Marcher lui manquait au-delà du tolérable. Il détestait ce foutu fauteuil roulant. Il se sentait infirme, incapable, et cette sensation de faiblesse le rendait aigri.
Sa seule distraction fut la visite que lui rendit le docteur Augustus Vogt. Leur discussion fut aux antipodes de l'entretien triomphal qu'il s'était imaginé en s'enfuyant de l'Institut, à l'issue duquel Vogt le remerciait avec une émotion véritable pour l'opportunité incroyable qu'il venait lui offrir. L'effrayant énergumène se borna à lui infliger un interrogatoire en règle. Il s'était ramené accompagné d'un gratte-papier qui avait tapé questions et réponses à la machine dans un déchaînement bruyant qui n'avait fait que l'irriter. Il se plia pourtant à l'exercice fastidieux que lui imposa l'officier du SD. Il résuma ses déboires politiques, ce qui était inutile : ils en connaissaient les moindres détails. Il parla de sa carrière, de la chaire de linguistique appliquée qu'il tenait régulièrement à Strasbourg, puis des aléas qui l'avaient mené à s'enterrer à l'Ahnenerbe. Des fonctions qu'il occupait auprès de Krauss. Puis, quand Vogt demanda ce qu'il lui conseillait de faire avec cette sale gamine et ses aptitudes étranges, il lui dit de but en blanc qu'il valait mieux la disséquer vive et s'employa ensuite à lui expliquer que le bojeglaz devait se terrer à l'intérieur d'elle. Certes, ses examens médicaux ne révélaient rien d'anormal, mais il était persuadé d'avoir raison ; il ne pouvait en être autrement. Comment expliquer ses capacités, sinon par une difformité interne, un organe malade, des glandes mutantes qu'il leur fallait donc étudier et découper ? Il ne lui dit pas que cette idée lui avait été dictée par ses nombreux cauchemars peuplés de murmures, bien sûr. Ceux-ci ne cessaient de le tourmenter, même ici, loin de l'Institut et de son atmosphère pesante.

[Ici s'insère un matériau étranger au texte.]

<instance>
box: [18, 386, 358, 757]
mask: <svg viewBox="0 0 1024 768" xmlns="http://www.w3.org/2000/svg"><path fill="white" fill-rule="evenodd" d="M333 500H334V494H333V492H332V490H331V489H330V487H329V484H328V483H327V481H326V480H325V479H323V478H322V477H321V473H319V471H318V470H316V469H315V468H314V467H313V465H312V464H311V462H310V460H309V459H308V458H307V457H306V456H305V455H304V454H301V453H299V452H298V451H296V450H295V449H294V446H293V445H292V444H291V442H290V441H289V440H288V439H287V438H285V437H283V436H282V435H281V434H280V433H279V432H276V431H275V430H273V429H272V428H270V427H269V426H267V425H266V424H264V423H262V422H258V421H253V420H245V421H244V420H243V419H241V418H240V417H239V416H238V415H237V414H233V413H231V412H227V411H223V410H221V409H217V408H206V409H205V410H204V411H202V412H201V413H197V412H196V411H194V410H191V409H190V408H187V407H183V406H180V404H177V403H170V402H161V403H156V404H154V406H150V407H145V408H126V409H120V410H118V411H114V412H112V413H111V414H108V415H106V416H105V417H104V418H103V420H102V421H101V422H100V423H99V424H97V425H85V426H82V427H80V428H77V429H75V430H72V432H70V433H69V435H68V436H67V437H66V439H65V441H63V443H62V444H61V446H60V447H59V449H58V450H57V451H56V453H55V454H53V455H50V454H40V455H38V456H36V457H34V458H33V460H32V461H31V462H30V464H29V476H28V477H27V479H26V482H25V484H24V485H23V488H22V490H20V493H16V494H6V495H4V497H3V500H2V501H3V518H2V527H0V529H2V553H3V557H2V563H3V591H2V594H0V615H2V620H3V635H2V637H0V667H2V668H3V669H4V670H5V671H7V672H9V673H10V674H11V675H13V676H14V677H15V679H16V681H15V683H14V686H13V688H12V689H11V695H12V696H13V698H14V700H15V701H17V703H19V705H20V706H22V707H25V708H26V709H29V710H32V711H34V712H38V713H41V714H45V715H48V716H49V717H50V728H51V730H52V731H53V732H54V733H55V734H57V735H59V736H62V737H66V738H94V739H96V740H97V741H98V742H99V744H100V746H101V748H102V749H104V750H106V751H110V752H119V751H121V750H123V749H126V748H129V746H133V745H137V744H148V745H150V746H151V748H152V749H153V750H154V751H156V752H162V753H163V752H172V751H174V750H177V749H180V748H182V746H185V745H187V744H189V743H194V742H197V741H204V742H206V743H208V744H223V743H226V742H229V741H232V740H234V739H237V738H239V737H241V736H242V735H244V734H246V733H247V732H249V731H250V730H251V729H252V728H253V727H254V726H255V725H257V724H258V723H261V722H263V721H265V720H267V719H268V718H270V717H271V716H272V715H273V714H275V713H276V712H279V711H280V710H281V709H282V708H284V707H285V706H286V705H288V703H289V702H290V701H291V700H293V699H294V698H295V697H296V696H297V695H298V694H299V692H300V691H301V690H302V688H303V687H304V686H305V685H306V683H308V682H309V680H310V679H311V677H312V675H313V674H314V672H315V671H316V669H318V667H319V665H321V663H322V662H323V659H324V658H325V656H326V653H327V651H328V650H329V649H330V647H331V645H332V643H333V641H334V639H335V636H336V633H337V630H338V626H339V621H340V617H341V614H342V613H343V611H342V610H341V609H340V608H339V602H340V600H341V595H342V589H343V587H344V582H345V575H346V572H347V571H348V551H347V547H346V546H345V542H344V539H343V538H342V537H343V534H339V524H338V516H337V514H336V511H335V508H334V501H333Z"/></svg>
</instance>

C'est à peine s'il parvint à arracher un haussement de sourcils à son interlocuteur. Vogt n'avait pas du tout été convaincu par ses affirmations. Cela l'avait mis dans une colère folle, même s'il s'était bien gardé de le cacher. Lorsqu'il lui avait rendu visite lors des fêtes, il s'était contenté de balayer ses paroles d'un mouvement de tête las, lui promettant d'examiner le cas de l'Ahnenerbe de plus près, ce qu'il n'avait jamais fait. Aujourd'hui encore, Bruno ne se sentait guère pris au sérieux. Après que Vogt et son preneur de notes aient quitté sa chambre, il comprit qu'il lui avait rendu visite et ne l'avait écouté que par pure politesse. Il ne jouissait d'absolument aucune crédibilité auprès de son service.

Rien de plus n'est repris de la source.